Kevin Rooney's Commentary:

Posted March 10, 2014 (user submitted August 16, 2009)

The Wayne Towne Center, formerly the West Belt Mall, was built sometime back in the ‘80s, right next to the much larger Willowbrook Mall in Wayne, New Jersey. It had three anchors, JC Penney, Fortunoff, and Neiman Marcus, implying that it was intended as an upscale alternative to the more middle-class Willowbrook. Why they decided to build a smaller shopping mall literally right next to a bigger one is beyond me. Honestly, I’m surprised that the Wayne Towne Center lasted as long as it did, spending its entire existence in Willowbrook’s shadow (sometimes literally, if the sun is shining in the right direction).

Neiman Marcus pulled out of the mall and moved the store to Pennsylvania in 1993, and the mall has struggled ever since. Neiman Marcus was replaced by Borders, but it wasn’t enough to stem the tide of tenants leaving, either to the Willowbrook or to other regional shopping centers, like the Rockaway Townsquare Mall in Rockaway or the Mall at Short Hills in Millburn. Meanwhile, the Willowbrook started moving upmarket, adding a Lord & Taylor to replace Steinbach in 1997 and a Bloomingdale's to replace Stern's in 2003. This brought the two malls into direct competition, and the bigger mall won out. 2008 marked the death knell for the Wayne Towne Center. Borders pulled out, as did Fortunoff when the national chain went bankrupt, leaving it with only JC Penney as an anchor.
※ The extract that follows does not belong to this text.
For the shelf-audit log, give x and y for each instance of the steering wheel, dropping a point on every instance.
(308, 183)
The mall is currently undergoing a "de-malling" redevelopment. When I last visited the area back in July, the Borders building had been torn down, and the mall interior was undergoing the same process. Outside the mall, several businesses are thriving. An Olive Garden, a TGI Friday’s (which had moved there from a former location in the mall), and a DSW Shoe Warehouse have all opened up in the north parking lot, while a Chipotle Mexican Grill has opened up on the south end. The JC Penney is still open, and still attracts a lot of customers, judging by the number of cars I saw clustered around it in the parking lot. Dick’s Sporting Goods is planning to move into the mall after the renovation is complete, possibly into the old Fortunoff store (which is still standing).

The failure of the Wayne Towne Center is simple: competition. The intersection of Route 46, Route 23 and Interstate 80 is a thriving retail district, as evidenced by the success of the Willowbrook Mall, the stores surrounding the Wayne Towne Center, and even the JC Penney that used to anchor the mall. The Wayne Towne Center could have survived losing Neiman Marcus for Borders, but once the Willowbrook started competing with it, it was really a matter of when, not if, it would finally give out. The recession only helped it along.